Todo comenzó como tenía que empezar. Con los sones de ‘Esperanza de la Yedra’, y a su hora, a las doce en punto, por fin. Todo comenzó como tenía que empezar, con una referencia a la que pronto se corona, y todo discurrió como debía discurrir, con un pregón de altura, de mucha altura, de demasiada altura en muchas ocasiones, y con una voz melosa, dulce, recurrente, radiofónica, que embelesó, embrujó y embriagó a un teatro que cuando se quiso dar cuenta, era como un Torrestrella en la muleta de Enrique Ponce, entregado, roto por los costillares, manso en su bravura…

Con tres cuartos de entrada en el Villamarta, -el reparto de entradas sería materia de otro análisis-, la Banda Municipal de Música interpretó ‘Costalero’, de Martín Salas, y contrariamente a lo que muchos pensábamos, los pentagramas sirvieron para predisponer al teatro a una mañana luminosa, plena de aromas y recuerdos. Cedió el pregonero, que hizo sonar ‘A Nuestra Señora del Desconsuelo’ del maestro Orellana, y Esperanza de la Yedra, frente a ‘Callejuela de la O’ o ‘Caridad del Guadalquivir’, y el respetable lo agradeció. Pero ‘Costalero’, esa marcha, tenía que sonar, y pocos entendían el por qué… Y de hecho, el pregonero no lo explicó hasta bien entrado el pregón.

 

Sin apagar las luces del respetable, el presentador elevó su ya de por sí elevada altura en las tablas del Villamarta. “Cuánta falta hacía vuestro hijo en Jerez…” Eso le espetó a sus padres, mientras hablaba de la eterna sonrisa del sacerdote mercedario.

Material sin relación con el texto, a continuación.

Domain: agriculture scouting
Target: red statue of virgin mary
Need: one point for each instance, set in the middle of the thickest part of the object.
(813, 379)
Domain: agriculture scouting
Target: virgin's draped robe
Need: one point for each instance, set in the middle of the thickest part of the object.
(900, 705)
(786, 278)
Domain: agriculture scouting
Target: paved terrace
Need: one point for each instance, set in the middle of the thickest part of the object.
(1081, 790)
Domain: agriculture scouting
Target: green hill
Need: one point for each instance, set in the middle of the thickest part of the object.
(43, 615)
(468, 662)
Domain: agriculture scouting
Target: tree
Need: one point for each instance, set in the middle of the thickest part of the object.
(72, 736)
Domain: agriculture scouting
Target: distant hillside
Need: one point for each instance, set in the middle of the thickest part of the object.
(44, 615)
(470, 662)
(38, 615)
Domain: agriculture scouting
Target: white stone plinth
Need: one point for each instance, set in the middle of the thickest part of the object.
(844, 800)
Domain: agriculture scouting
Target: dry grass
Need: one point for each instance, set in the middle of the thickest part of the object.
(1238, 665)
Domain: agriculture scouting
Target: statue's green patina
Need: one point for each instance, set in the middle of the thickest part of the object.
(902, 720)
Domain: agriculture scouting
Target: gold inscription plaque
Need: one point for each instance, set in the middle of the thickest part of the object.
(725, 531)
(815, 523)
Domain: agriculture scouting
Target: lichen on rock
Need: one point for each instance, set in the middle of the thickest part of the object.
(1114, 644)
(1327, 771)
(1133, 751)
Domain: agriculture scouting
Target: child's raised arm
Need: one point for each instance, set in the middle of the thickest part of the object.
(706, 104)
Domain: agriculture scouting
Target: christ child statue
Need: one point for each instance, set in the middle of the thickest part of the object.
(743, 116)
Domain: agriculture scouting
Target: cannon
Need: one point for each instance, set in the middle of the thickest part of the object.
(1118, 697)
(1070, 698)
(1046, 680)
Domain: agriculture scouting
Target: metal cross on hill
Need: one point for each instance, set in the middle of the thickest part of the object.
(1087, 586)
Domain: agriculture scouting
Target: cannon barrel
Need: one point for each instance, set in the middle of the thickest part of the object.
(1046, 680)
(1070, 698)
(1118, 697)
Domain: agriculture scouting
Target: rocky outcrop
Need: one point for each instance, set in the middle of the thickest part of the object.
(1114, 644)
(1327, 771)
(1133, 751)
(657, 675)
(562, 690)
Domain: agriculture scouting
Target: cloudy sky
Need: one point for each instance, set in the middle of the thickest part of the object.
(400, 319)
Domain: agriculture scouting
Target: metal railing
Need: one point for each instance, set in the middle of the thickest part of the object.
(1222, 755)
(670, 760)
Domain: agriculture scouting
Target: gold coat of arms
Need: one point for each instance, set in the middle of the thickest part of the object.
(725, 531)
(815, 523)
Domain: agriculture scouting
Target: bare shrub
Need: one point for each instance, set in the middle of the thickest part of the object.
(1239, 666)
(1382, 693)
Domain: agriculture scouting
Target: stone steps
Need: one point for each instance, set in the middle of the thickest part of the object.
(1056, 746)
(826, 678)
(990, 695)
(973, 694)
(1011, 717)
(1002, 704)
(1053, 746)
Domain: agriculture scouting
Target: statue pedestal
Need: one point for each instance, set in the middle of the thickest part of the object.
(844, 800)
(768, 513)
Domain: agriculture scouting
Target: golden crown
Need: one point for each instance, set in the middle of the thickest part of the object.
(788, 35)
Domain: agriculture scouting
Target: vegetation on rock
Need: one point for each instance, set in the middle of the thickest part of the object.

Una presentación elegante, brillante por momentos, que destacó los logros del padre Ismael entre los jerezanos, así como su cercanía y templanza en los momentos difíciles vividos en la Basílica de la Merced. Basílica que guarda bajo llave los dos primeros tesoros a los que el pregonero quiso nombrar, la Merced y la Misericordia, y que anteponían, ya de manera clara, que el pregón que íbamos a escuchar era profundamente teológico, y profundamente mariano.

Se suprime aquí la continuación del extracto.